A source linked to County Group claimed the reason none of the deals were struck was because Northampton Borough Council had not “signed off” on a planning sweetener deal.
In December 2014 County Group got planning permission in principal for a retail park, conference centre, hotel and up to 255 homes at Sixfields.
But as an agreement was never struck between the two parties about the amount that would need to be put aside for “section 106 monies,” the land never attained have full planning permission. Section 106 agreements tie a developer in to paying for improvements to the local area.
The County Group source claims they could not sell the land without planning permission in place, which they also claim was a result of delays at the borough council end.
By the time the offers were made in January and February 2015, CDNL was entirely owned David and Anthony Cardoza as they had parted company with the County Group at this stage.
A spokesman for Northampton Borough Council said: “A Section 106 agreement could only be signed once the land had been transferred to County Developments (Northampton) Limited.
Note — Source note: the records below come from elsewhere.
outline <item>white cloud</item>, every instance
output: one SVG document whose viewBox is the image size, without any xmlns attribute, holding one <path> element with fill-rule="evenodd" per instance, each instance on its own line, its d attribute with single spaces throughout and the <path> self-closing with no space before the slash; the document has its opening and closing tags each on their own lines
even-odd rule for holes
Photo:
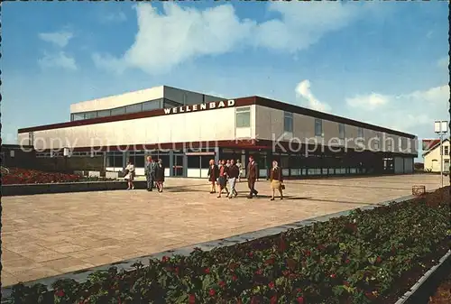
<svg viewBox="0 0 451 304">
<path fill-rule="evenodd" d="M 73 57 L 67 55 L 64 51 L 49 54 L 44 53 L 44 56 L 38 60 L 39 65 L 42 69 L 60 68 L 69 70 L 77 70 L 77 63 Z"/>
<path fill-rule="evenodd" d="M 346 98 L 350 115 L 373 124 L 428 136 L 436 119 L 446 119 L 449 108 L 449 86 L 400 95 L 372 93 Z"/>
<path fill-rule="evenodd" d="M 329 112 L 332 108 L 329 105 L 320 102 L 310 90 L 310 81 L 308 79 L 300 81 L 295 88 L 296 97 L 302 97 L 307 102 L 306 106 L 313 110 Z"/>
<path fill-rule="evenodd" d="M 127 20 L 127 16 L 124 12 L 102 14 L 100 15 L 100 22 L 103 23 L 122 23 Z"/>
<path fill-rule="evenodd" d="M 73 33 L 70 32 L 41 32 L 38 34 L 41 40 L 56 44 L 60 48 L 64 48 L 68 45 L 73 36 Z"/>
<path fill-rule="evenodd" d="M 372 93 L 366 96 L 356 96 L 347 98 L 346 103 L 351 107 L 358 107 L 363 110 L 372 111 L 387 104 L 388 98 L 381 94 Z"/>
<path fill-rule="evenodd" d="M 93 60 L 100 68 L 112 61 L 119 72 L 135 68 L 160 74 L 189 60 L 224 54 L 239 47 L 293 53 L 362 17 L 368 10 L 359 6 L 373 7 L 341 2 L 271 3 L 269 10 L 280 18 L 257 23 L 240 20 L 231 5 L 198 10 L 163 3 L 163 13 L 159 13 L 152 5 L 139 4 L 133 44 L 120 58 L 94 54 Z"/>
</svg>

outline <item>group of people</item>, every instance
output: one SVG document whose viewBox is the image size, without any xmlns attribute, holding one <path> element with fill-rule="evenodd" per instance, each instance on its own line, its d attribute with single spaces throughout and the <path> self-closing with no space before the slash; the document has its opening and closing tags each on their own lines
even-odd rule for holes
<svg viewBox="0 0 451 304">
<path fill-rule="evenodd" d="M 221 198 L 222 192 L 226 190 L 226 197 L 229 198 L 236 198 L 238 192 L 236 191 L 236 180 L 241 181 L 243 166 L 238 160 L 235 163 L 235 160 L 221 160 L 217 164 L 215 160 L 210 160 L 208 168 L 208 180 L 211 182 L 210 193 L 217 192 L 218 198 Z M 249 188 L 249 195 L 247 198 L 253 198 L 258 195 L 255 189 L 255 182 L 258 179 L 258 168 L 253 159 L 253 156 L 249 157 L 249 163 L 246 170 L 247 186 Z M 281 199 L 283 199 L 283 176 L 281 168 L 276 161 L 272 161 L 272 167 L 270 173 L 271 189 L 272 195 L 271 200 L 274 200 L 276 190 L 281 194 Z M 227 188 L 227 182 L 230 189 Z"/>
<path fill-rule="evenodd" d="M 152 191 L 153 190 L 153 188 L 156 188 L 159 192 L 162 192 L 164 183 L 164 166 L 161 160 L 160 159 L 157 161 L 154 161 L 152 159 L 152 156 L 148 156 L 144 171 L 147 181 L 147 190 Z M 124 179 L 128 183 L 127 190 L 133 189 L 135 170 L 134 165 L 132 163 L 132 161 L 129 161 L 127 162 L 124 173 Z"/>
<path fill-rule="evenodd" d="M 147 181 L 147 190 L 152 191 L 153 188 L 156 188 L 159 192 L 163 190 L 164 183 L 164 166 L 161 159 L 154 161 L 152 156 L 147 157 L 147 161 L 145 163 L 145 177 Z M 249 163 L 246 168 L 246 179 L 247 186 L 249 188 L 249 195 L 247 198 L 253 198 L 254 196 L 258 195 L 258 191 L 255 189 L 255 182 L 258 179 L 258 168 L 253 159 L 253 156 L 249 157 Z M 134 180 L 134 166 L 132 161 L 127 162 L 125 167 L 125 180 L 127 180 L 129 189 L 133 189 L 133 180 Z M 216 193 L 217 197 L 221 198 L 222 192 L 226 190 L 226 195 L 228 198 L 236 198 L 238 192 L 236 191 L 235 185 L 236 181 L 241 181 L 241 177 L 243 175 L 243 165 L 239 160 L 222 160 L 219 161 L 217 164 L 215 163 L 215 160 L 210 160 L 208 167 L 208 180 L 211 183 L 210 193 Z M 283 199 L 283 189 L 285 185 L 283 184 L 283 175 L 282 170 L 279 166 L 276 161 L 272 161 L 272 167 L 270 173 L 271 189 L 272 189 L 272 196 L 271 200 L 274 200 L 276 190 L 281 194 L 281 199 Z M 227 188 L 228 184 L 228 188 Z"/>
</svg>

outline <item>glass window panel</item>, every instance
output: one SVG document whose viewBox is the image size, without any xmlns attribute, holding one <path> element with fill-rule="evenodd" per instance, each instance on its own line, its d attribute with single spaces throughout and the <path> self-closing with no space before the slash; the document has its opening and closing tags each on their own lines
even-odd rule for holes
<svg viewBox="0 0 451 304">
<path fill-rule="evenodd" d="M 152 111 L 160 108 L 161 99 L 146 101 L 143 103 L 143 111 Z"/>
<path fill-rule="evenodd" d="M 125 106 L 125 113 L 137 113 L 143 111 L 143 104 L 130 105 Z"/>
<path fill-rule="evenodd" d="M 357 129 L 357 137 L 364 138 L 364 128 L 358 128 Z"/>
<path fill-rule="evenodd" d="M 340 139 L 345 139 L 345 124 L 338 124 L 338 136 Z"/>
<path fill-rule="evenodd" d="M 114 115 L 120 115 L 122 114 L 125 114 L 125 107 L 122 106 L 122 107 L 117 107 L 115 109 L 112 109 L 111 110 L 111 115 L 114 116 Z"/>
<path fill-rule="evenodd" d="M 134 167 L 144 168 L 144 163 L 145 163 L 144 154 L 140 154 L 140 155 L 134 156 Z"/>
<path fill-rule="evenodd" d="M 83 120 L 85 119 L 85 114 L 84 113 L 73 113 L 72 114 L 72 120 Z"/>
<path fill-rule="evenodd" d="M 236 112 L 251 112 L 251 106 L 237 107 Z"/>
<path fill-rule="evenodd" d="M 236 127 L 248 128 L 251 126 L 251 113 L 238 112 L 236 113 Z"/>
<path fill-rule="evenodd" d="M 322 136 L 323 134 L 323 121 L 321 119 L 315 119 L 315 136 Z"/>
<path fill-rule="evenodd" d="M 97 118 L 97 112 L 87 112 L 85 113 L 85 118 L 86 119 L 92 119 L 92 118 Z"/>
<path fill-rule="evenodd" d="M 189 169 L 199 169 L 200 168 L 200 156 L 192 155 L 187 156 L 187 167 Z"/>
<path fill-rule="evenodd" d="M 106 117 L 106 116 L 111 116 L 111 110 L 97 111 L 97 117 Z"/>
<path fill-rule="evenodd" d="M 210 160 L 215 159 L 215 155 L 200 156 L 200 168 L 208 169 Z"/>
</svg>

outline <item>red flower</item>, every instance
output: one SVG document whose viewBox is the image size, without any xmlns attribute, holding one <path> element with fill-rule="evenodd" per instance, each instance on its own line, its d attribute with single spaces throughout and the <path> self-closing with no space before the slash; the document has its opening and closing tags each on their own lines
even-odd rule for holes
<svg viewBox="0 0 451 304">
<path fill-rule="evenodd" d="M 57 297 L 64 297 L 64 290 L 58 290 L 55 291 L 55 296 Z"/>
</svg>

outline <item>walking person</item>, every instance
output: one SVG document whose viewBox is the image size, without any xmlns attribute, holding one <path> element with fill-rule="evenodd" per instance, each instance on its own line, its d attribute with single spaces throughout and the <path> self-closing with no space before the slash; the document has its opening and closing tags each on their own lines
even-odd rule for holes
<svg viewBox="0 0 451 304">
<path fill-rule="evenodd" d="M 270 173 L 270 180 L 271 180 L 271 189 L 272 189 L 272 197 L 271 200 L 274 200 L 274 196 L 276 189 L 281 193 L 281 199 L 283 199 L 283 189 L 285 186 L 283 185 L 283 176 L 281 168 L 279 167 L 279 164 L 276 161 L 272 161 L 272 168 L 271 169 Z"/>
<path fill-rule="evenodd" d="M 247 164 L 247 187 L 249 187 L 249 196 L 247 198 L 253 198 L 253 196 L 258 195 L 258 191 L 255 189 L 255 181 L 258 179 L 258 169 L 257 164 L 253 156 L 249 157 L 249 163 Z"/>
<path fill-rule="evenodd" d="M 219 161 L 221 167 L 219 167 L 219 177 L 217 178 L 217 188 L 219 194 L 218 198 L 221 198 L 221 194 L 223 190 L 226 190 L 226 196 L 228 197 L 228 189 L 227 189 L 227 175 L 228 175 L 228 167 L 226 165 L 226 161 L 222 160 Z"/>
<path fill-rule="evenodd" d="M 164 184 L 164 166 L 161 159 L 158 160 L 158 162 L 155 164 L 155 181 L 157 183 L 158 192 L 162 192 Z"/>
<path fill-rule="evenodd" d="M 210 189 L 211 194 L 216 192 L 216 183 L 218 176 L 219 176 L 219 169 L 215 164 L 215 160 L 210 160 L 210 165 L 208 167 L 208 180 L 211 183 L 211 189 Z"/>
<path fill-rule="evenodd" d="M 229 198 L 236 198 L 238 192 L 235 189 L 236 185 L 236 179 L 240 176 L 240 170 L 238 166 L 235 163 L 235 160 L 230 161 L 230 168 L 228 169 L 228 184 L 230 186 L 230 195 Z"/>
<path fill-rule="evenodd" d="M 240 160 L 236 160 L 236 167 L 238 167 L 240 171 L 240 174 L 238 175 L 238 182 L 241 182 L 241 177 L 243 176 L 243 163 L 241 163 Z"/>
<path fill-rule="evenodd" d="M 155 172 L 157 163 L 152 161 L 152 156 L 147 157 L 147 163 L 145 164 L 145 179 L 147 181 L 147 191 L 152 191 L 155 184 Z"/>
<path fill-rule="evenodd" d="M 128 188 L 127 190 L 134 189 L 133 180 L 134 180 L 134 166 L 131 161 L 127 161 L 127 166 L 125 167 L 125 176 L 124 177 L 127 180 Z"/>
</svg>

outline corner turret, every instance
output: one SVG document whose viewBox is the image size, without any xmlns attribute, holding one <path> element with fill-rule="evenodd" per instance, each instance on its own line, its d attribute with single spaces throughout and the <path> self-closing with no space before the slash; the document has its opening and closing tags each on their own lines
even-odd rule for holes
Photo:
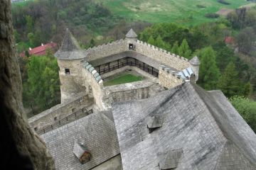
<svg viewBox="0 0 256 170">
<path fill-rule="evenodd" d="M 58 59 L 60 81 L 61 103 L 83 91 L 81 86 L 81 61 L 85 57 L 68 28 L 60 48 L 54 55 Z"/>
<path fill-rule="evenodd" d="M 189 61 L 189 63 L 191 64 L 192 69 L 196 75 L 196 81 L 198 79 L 199 76 L 200 60 L 197 56 L 195 56 Z"/>
<path fill-rule="evenodd" d="M 68 28 L 65 30 L 62 45 L 55 56 L 60 60 L 77 60 L 85 57 L 78 41 Z"/>
<path fill-rule="evenodd" d="M 125 35 L 127 42 L 128 42 L 128 47 L 129 50 L 135 50 L 135 42 L 137 40 L 138 35 L 135 33 L 132 28 L 131 28 L 127 35 Z"/>
</svg>

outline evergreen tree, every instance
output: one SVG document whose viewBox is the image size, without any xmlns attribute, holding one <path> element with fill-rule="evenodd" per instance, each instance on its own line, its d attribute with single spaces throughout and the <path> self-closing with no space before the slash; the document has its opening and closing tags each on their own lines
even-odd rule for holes
<svg viewBox="0 0 256 170">
<path fill-rule="evenodd" d="M 159 35 L 156 38 L 156 40 L 154 42 L 154 45 L 156 47 L 161 47 L 161 48 L 163 48 L 163 49 L 166 48 L 165 42 L 163 41 L 163 40 L 161 39 L 160 35 Z"/>
<path fill-rule="evenodd" d="M 216 88 L 220 71 L 216 65 L 215 53 L 212 47 L 208 47 L 201 52 L 201 64 L 198 83 L 206 90 Z"/>
<path fill-rule="evenodd" d="M 243 96 L 249 97 L 252 92 L 252 87 L 250 84 L 250 82 L 247 82 L 247 84 L 245 84 L 244 86 L 244 89 L 243 89 Z"/>
<path fill-rule="evenodd" d="M 176 55 L 178 55 L 178 41 L 176 41 L 174 44 L 174 46 L 171 48 L 171 52 L 174 53 Z"/>
<path fill-rule="evenodd" d="M 155 40 L 154 40 L 154 38 L 153 38 L 152 35 L 151 35 L 151 36 L 149 37 L 147 42 L 148 42 L 149 44 L 151 44 L 151 45 L 155 45 Z"/>
<path fill-rule="evenodd" d="M 41 110 L 55 105 L 60 98 L 57 60 L 31 56 L 27 64 L 28 81 L 23 84 L 24 104 Z M 34 111 L 34 110 L 33 110 Z"/>
<path fill-rule="evenodd" d="M 218 88 L 228 98 L 238 95 L 240 89 L 241 82 L 233 62 L 230 62 L 218 82 Z"/>
<path fill-rule="evenodd" d="M 186 41 L 186 39 L 183 39 L 182 41 L 181 45 L 179 46 L 178 50 L 178 55 L 179 56 L 182 56 L 184 57 L 187 59 L 190 59 L 191 58 L 191 50 L 189 48 L 188 42 Z"/>
</svg>

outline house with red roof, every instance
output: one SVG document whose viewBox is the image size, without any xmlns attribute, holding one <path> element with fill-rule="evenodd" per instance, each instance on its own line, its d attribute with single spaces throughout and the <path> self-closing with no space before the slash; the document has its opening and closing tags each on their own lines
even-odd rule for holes
<svg viewBox="0 0 256 170">
<path fill-rule="evenodd" d="M 228 36 L 225 38 L 225 43 L 227 45 L 233 45 L 235 43 L 235 39 L 233 37 Z"/>
<path fill-rule="evenodd" d="M 34 47 L 34 48 L 29 48 L 28 52 L 29 54 L 29 56 L 33 55 L 45 55 L 46 54 L 47 49 L 50 49 L 53 52 L 53 53 L 57 51 L 57 44 L 53 42 L 50 42 L 50 43 L 47 43 L 46 45 L 41 44 L 41 46 Z M 21 52 L 20 54 L 21 57 L 25 57 L 25 51 Z"/>
</svg>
The transfer was conditional on the company proving that they were ready with a financially viable scheme for the development of the land, and had the funds available to move forward. They did not meet this condition and the council could not transfer the land without this.
“The borough council was not party to the correspondence that has been sent to the Chronicle & Echo, and we do not know why the offers mentioned were not taken forward by County Developments (Northampton) Limited.”
Leader of the borough’s Labour group, Councillor Danielle Stone, said the documents showed potential opportunities to sell the land were missed.
She said: “This new information throws up more questions than answers. It seems that there were some genuine possibilities that the land around Sixfields could have been developed for commercial and residential use. Some big businesses were very much interested in the development. Had an offer been taken up then the loan could have been repaid in full by NTFC. Why didn’t these people pursue the offers from these companies? Perhaps they were waiting for a better offer which never came.”